Acknowledgements: These exercises are based on the materials prepared by Prof. Michael Franke
The goal of this exercise is to get more comfortable with probability
distributions in R, using functions like rnorm and
dbinom.
Random variable \(K\) follows a binomial distribution, so that \(k \sim \text{Binom}(\theta, N)\), where \(\theta\) is the bias towards heads (= success, number 1) and \(N\) is the number of coin tosses (trials). Plot the probability mass function for \(0 \le k \le N\) on the \(x\)-axis, for each one of the four values \(\theta \in \{0.2, 0.5, 0.7, 0.9\}\), keeping \(N=24\) fixed. Use a facet plot. The outcome should look roughly like the plot below.
expand_grid(
k = 0:24,
theta = c(0.2, 0.5, 0.7, 0.9)
) %>%
mutate(
lh = dbinom(k, 24, theta),
theta = str_c("theta = ", theta)
) %>%
ggplot(aes(x = k, y = lh)) +
geom_col() +
facet_wrap(~theta, ncol = 2) +
labs(
x = latex2exp::TeX("Number of heads $k$"),
y = "Likelihood of observation"
)
Describe in one concise sentence what one of the four faceted plot shows. For example (but totally wrong): “The graphs in each facet show the prior probability of latent parameter \(k\) for data observations from different conditions.”
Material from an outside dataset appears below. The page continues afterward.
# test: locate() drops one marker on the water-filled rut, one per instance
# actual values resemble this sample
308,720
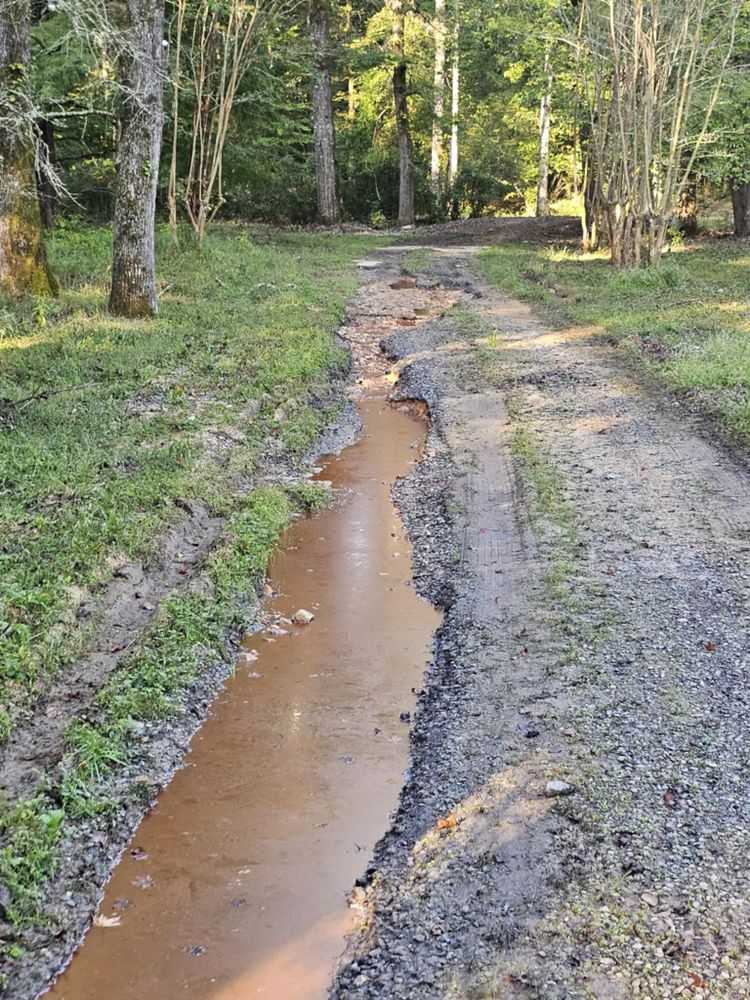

Calculate the probability of observing no more than 7 successes for \(N= 24\) and each \(\theta \in \{0.2, 0.5, 0.7, 0.9\}\).
theta <- c(0.2, 0.5, 0.7, 0.9)
pbinom(7, 24, theta)
## [1] 9.108287e-01 3.195733e-02 4.387079e-05 1.729516e-12
Suppose variable \(X\) follows a normal distribution, so that \(x \sim \text{Norm}(\mu,\sigma)\) for some mean \(\mu\) and standard deviation \(\sigma\). For each combination of parameter values \(\mu \in \{0, 10\}\) and \(\sigma \in \{1,5\}\), take 10,000 random samples from \(X\). Plot the results as a histogram, using facets. The output could look roughly like the plot below.
n_samples = 10000
expand_grid(
mu = c(0,10),
sd = c(1,5),
samples = 1
) %>%
nest(samples) %>%
group_by(mu, sd) %>%
mutate(
samples = list(s = rnorm(10000,mu,sd))
) %>%
select(- data) %>%
unnest(samples)%>%
ungroup() %>%
mutate(
mu = str_c("mu = ", mu),
sd = str_c("sigma = ", sd)
) %>%
ggplot(aes(x = samples)) +
geom_histogram() +
facet_grid(mu ~ sd, scales = "free")
Calculate the probability of observing an outcome of at least 0.5, \(P(X \ge 0.5)\), for each of the four parameter value combinations used above. The outcome of your calculation should be:
expand_grid(
mu = c(0,10),
sd = c(1,5)
) %>%
mutate(
prob = 1 - pnorm(0.5, mu, sd)
)
## # A tibble: 4 × 3
## mu sd prob
## <dbl> <dbl> <dbl>
## 1 0 1 0.309
## 2 0 5 0.460
## 3 10 1 1
## 4 10 5 0.971
Explain the results from the previous task. Why do we see this ordering in the probability scores for different parameter pairs, e.g., why does \(\mu = 1\) and \(\sigma = 1\) score the lowest, followed by …, followed by … etc.?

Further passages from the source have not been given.